ANKARA: The EU’s top foreign representative on Thursday held talks with his Turkish counterpart as tensions continued to mount over a controversial deal on maritime boundaries signed between Turkey and Libya.
Josep Borrell, the EU’s high representative for foreign affairs and security policy, met with Turkey’s Minister of Foreign Affairs Mevlut Cavusoglu in the Slovakian capital Bratislava to discuss the agreement which aims to delimit maritime zones in the eastern Mediterranean.
The memorandum of understanding (MoU) inked between Ankara and Libya’s internationally recognized Government of National Accord (GNA), has further deepened a regional dispute over Turkey’s energy exploration plans for the waters.
The deal now has to be approved by the Turkish and Libyan parliaments for drilling operations to begin. According to a leaked report on Wednesday, the MoU covers a continental shelf reaching 18.6 nautical miles from the Turkish coast, referred to by Ankara as “Blue Motherland.”
The Turkish government has claimed its actions are based on international law, but Greece, Cyprus and Egypt have dismissed the deal as “illegal” as it ignores the presence of the Greek island of Crete between the Turkish and Libyan coasts.

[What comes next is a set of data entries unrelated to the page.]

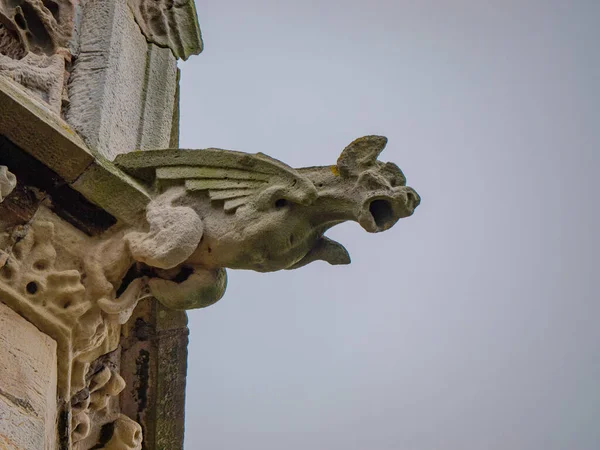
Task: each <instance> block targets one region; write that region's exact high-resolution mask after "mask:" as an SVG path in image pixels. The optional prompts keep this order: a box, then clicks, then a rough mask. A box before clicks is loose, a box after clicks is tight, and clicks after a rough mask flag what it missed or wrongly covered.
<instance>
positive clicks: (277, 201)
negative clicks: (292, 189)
mask: <svg viewBox="0 0 600 450" xmlns="http://www.w3.org/2000/svg"><path fill="white" fill-rule="evenodd" d="M287 205H289V202H288V201H287V200H286V199H285V198H280V199H277V200H276V201H275V208H277V209H281V208H285V207H286V206H287Z"/></svg>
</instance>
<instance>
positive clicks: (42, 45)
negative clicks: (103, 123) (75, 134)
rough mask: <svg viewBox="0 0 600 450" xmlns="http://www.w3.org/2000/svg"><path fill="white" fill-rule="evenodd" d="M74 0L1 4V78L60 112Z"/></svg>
mask: <svg viewBox="0 0 600 450" xmlns="http://www.w3.org/2000/svg"><path fill="white" fill-rule="evenodd" d="M74 3H75V2H74V0H0V75H4V76H8V77H10V78H12V79H13V80H15V81H16V82H18V83H20V84H21V85H22V86H24V87H25V88H26V89H28V90H29V91H30V92H32V93H33V94H34V95H35V96H36V97H38V98H39V99H41V100H43V101H44V102H45V103H46V104H48V105H49V106H50V108H51V109H52V110H53V111H54V112H57V113H58V112H60V109H61V103H62V101H63V100H66V94H65V89H64V88H65V82H66V76H67V74H66V71H65V63H66V62H67V61H70V59H71V54H70V52H69V50H67V47H68V44H69V40H70V39H71V35H72V32H73V26H74V22H73V16H74V12H75V4H74Z"/></svg>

However, Turkey has said that islands situated on the opposite side of the median line between the two mainlands, did not possess any right to establish their own maritime jurisdiction areas.
Commander of the Libyan National Army (LNA), Khalifa Haftar, whose forces have been in conflict with the GNA in Tripoli, on Wednesday also strongly condemned the maritime deal and called on the UN Security Council to intervene.
He described the GNA as “brain dead” and argued that it had no authority to sign such agreements.
In the meantime, Brussels, which may proceed with some punitive measures in response to any “unauthorized” drilling, is trying to use diplomatic channels to resolve the situation.
But the day before Borrell’s meeting with Cavusoglu, Turkish Energy Minister Fatih Donmez resolutely announced Ankara’s plans to launch oil and gas exploration in the region soon.
Turkey is not a signatory to the 1982 UN convention regulating maritime boundaries (UNCLOS).
Unal Cevikoz, a former Turkish ambassador and currently serving as deputy for the main opposition Republican People’s Party (CHP), said: “If Turkey could have agreed with Egypt and Israel in the past over the delimitation of maritime jurisdiction areas, it would be possible to prevent now any challenges related to the energy resources of the eastern Mediterranean.
“Ankara hasn’t nominated yet any ambassador to Egypt, Syria and Israel, which are countries bordering the eastern Mediterranean, and this deal pushed Turkey into a conflict zone where two governments in Libya clash with each other, rendering Ankara a party of this war,” he said in a statement.
Samuel Ramani, a geopolitical analyst and doctoral candidate at the University of Oxford, in England, said: “Turkey, by moving ahead with the deal on the Mediterranean Sea with the GNA, unambiguously inserts itself as an important player in the Libyan conflict.
“Turkey was widely believed to be supporting the GNA prior to Haftar’s campaign to capture Tripoli, and has been linked with arms transfers to the GNA, but this diplomatic deal reinforces its alignment with Libya’s GNA government,” he told Arab News.
Ramani added that the timing of Turkey’s actions was interesting, as Haftar was coming under growing pressure from the US and other members of the international community to abandon his military ambitions, which increased the GNA’s short-term security as a fighting force.
“So, Turkey is stepping up its role to increase its long-term influence over the GNA and compete for reconstruction contracts,” he said.
For some experts, Turkey’s backdown on its threat to block NATO plans for the Baltics at its London summit, was aimed at giving Ankara the upper hand in future negotiations on its other plans, including those in the eastern Mediterranean.
“Turkey definitely viewed the NATO summit as a victory for its foreign policy, and its decision to lift the blockade on eastern European aid illustrated these sentiments,” Ramani said.
Meanwhile, Cyprus is set to launch legal action at the International Court of Justice (ICJ) in the Hague against Turkey’s exploratory gas drilling in waters where the Greek Cypriots claim exclusive economic rights.
According to Ramani, Turkey will try and channel the EU’s potential punitive measures toward Greek Cypriot drillers, while Cyprus’ ICJ case blames Turkey.
Ramani added: “If the ICJ rules in Cyprus’ favor, then sanctions are a possibility, but for now, it will likely remain a threat from the EU rather than a geopolitical reality.”